Steigende Preise gegen steigende Preise

Bei jedem Anstieg der Preise für Rohstoffe das gleiche Ritual: Spekulanten werden reflexartig an den Pranger gestellt. Die Banker an der Wall Street und in Frankfurt würden Preisroulette auf Kosten der Armen spielen. Die gleichen Akteure also, die schon Griechenland angeblich fast in den Ruin getrieben hätten. Jüngst forderte neben dem französischen Premier Sarkozy auch die deutsche Verbraucherministerin ein „koordiniertes Verhalten gegen Spekulanten“.
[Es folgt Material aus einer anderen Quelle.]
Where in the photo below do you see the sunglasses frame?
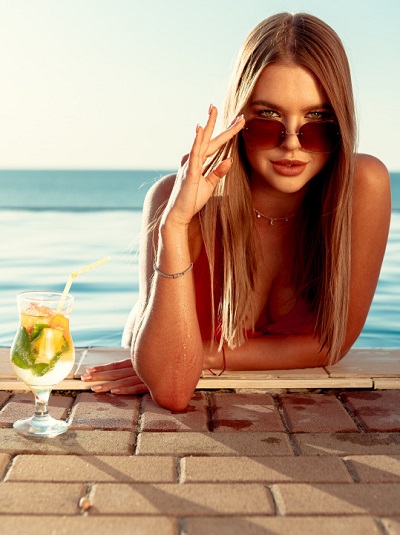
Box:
[242,117,341,154]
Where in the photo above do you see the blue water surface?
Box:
[0,171,400,348]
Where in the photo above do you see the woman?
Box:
[83,13,390,410]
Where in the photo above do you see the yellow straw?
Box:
[57,256,111,313]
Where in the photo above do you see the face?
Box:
[245,63,335,197]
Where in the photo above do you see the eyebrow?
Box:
[250,99,333,113]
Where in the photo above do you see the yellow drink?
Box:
[11,301,75,391]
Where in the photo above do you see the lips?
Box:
[271,159,307,176]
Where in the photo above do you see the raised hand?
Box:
[163,106,245,226]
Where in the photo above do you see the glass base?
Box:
[13,414,69,437]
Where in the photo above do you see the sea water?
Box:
[0,170,400,348]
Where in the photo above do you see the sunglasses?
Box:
[242,118,340,152]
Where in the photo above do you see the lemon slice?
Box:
[32,327,64,364]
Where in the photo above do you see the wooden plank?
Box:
[325,349,400,377]
[202,368,329,380]
[196,376,373,390]
[74,347,130,378]
[373,377,400,390]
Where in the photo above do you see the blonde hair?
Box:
[200,13,356,363]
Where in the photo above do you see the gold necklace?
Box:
[254,208,296,225]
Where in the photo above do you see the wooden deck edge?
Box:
[196,377,374,390]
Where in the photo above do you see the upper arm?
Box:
[345,155,391,349]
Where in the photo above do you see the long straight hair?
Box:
[200,13,356,363]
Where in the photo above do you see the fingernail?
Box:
[231,113,244,126]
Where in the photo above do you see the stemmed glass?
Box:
[10,291,75,437]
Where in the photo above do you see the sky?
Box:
[0,0,400,171]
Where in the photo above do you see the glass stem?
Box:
[33,390,51,418]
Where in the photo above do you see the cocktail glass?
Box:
[10,291,75,437]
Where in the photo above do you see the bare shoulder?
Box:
[354,154,391,212]
[355,154,390,193]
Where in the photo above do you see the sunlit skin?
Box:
[82,63,391,410]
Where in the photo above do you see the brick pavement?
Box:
[0,390,400,535]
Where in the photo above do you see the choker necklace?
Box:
[254,208,296,225]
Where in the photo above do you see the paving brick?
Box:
[211,393,285,432]
[92,483,274,516]
[0,393,74,427]
[6,455,177,483]
[0,392,11,407]
[141,392,208,431]
[292,433,400,457]
[341,390,400,431]
[181,457,353,483]
[1,515,178,535]
[382,516,400,535]
[346,455,400,483]
[0,482,85,516]
[0,429,134,455]
[0,453,11,479]
[71,392,140,430]
[279,394,358,433]
[272,483,400,516]
[136,432,293,457]
[182,516,382,535]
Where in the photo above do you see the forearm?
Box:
[204,334,328,371]
[133,225,203,409]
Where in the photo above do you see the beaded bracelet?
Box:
[208,346,226,377]
[153,262,193,279]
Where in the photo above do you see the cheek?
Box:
[313,153,330,173]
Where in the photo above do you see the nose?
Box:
[281,125,301,150]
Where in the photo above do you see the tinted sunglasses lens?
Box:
[243,119,285,149]
[299,122,340,152]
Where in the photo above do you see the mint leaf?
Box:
[11,325,35,370]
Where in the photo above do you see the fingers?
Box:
[82,359,133,380]
[92,377,149,394]
[207,115,246,156]
[206,158,233,187]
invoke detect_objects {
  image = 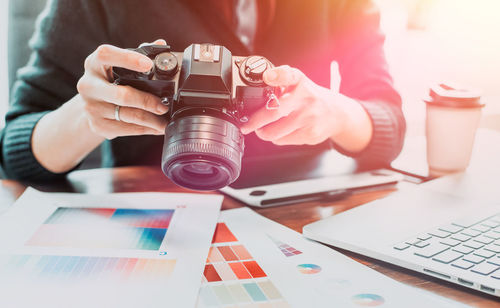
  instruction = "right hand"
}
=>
[77,40,168,139]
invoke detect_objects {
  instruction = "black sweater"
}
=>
[0,0,405,181]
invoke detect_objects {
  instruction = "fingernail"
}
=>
[156,103,168,114]
[139,57,153,71]
[266,71,278,81]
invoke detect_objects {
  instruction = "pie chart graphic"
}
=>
[351,294,385,307]
[297,264,321,275]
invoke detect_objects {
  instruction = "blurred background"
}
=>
[0,0,500,135]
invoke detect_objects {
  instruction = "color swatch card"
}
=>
[197,208,468,308]
[0,189,223,307]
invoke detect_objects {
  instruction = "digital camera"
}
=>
[113,44,279,190]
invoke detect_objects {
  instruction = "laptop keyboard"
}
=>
[394,213,500,280]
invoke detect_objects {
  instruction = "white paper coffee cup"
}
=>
[425,84,484,176]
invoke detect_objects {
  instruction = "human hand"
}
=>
[77,40,168,139]
[241,65,353,145]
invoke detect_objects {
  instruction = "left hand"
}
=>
[241,65,358,145]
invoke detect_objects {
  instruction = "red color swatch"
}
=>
[228,262,252,279]
[217,246,238,261]
[231,245,252,260]
[203,264,222,282]
[243,261,266,278]
[212,222,238,243]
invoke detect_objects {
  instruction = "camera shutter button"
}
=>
[244,56,270,82]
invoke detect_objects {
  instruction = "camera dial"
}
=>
[240,56,273,86]
[154,52,179,79]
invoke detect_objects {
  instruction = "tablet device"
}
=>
[221,149,403,207]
Diese Schlussfolgerungen sind schlichtweg falsch: Denn Spekulanten handeln nicht mit Weizen, Reis oder Soja, sondern mit Bezugsrechten oder Abnahmeverpflichtungen zukünftiger Bestände. Sie verändern weder Angebots- noch Nachfragemengen physischer Güter. Wenn Spekulanten überhaupt die Preise treiben, dann nur in der Spitze der Preisausschläge. Ursächlich hierfür sind Akteure, die sich ohne eigene Informationen sich der „Herde“ anschließen. Die Verantwortung der expansiven Geldpolitik der Zentralbanken in diesem Zusammenhang lässt sich aber kaum leugnen.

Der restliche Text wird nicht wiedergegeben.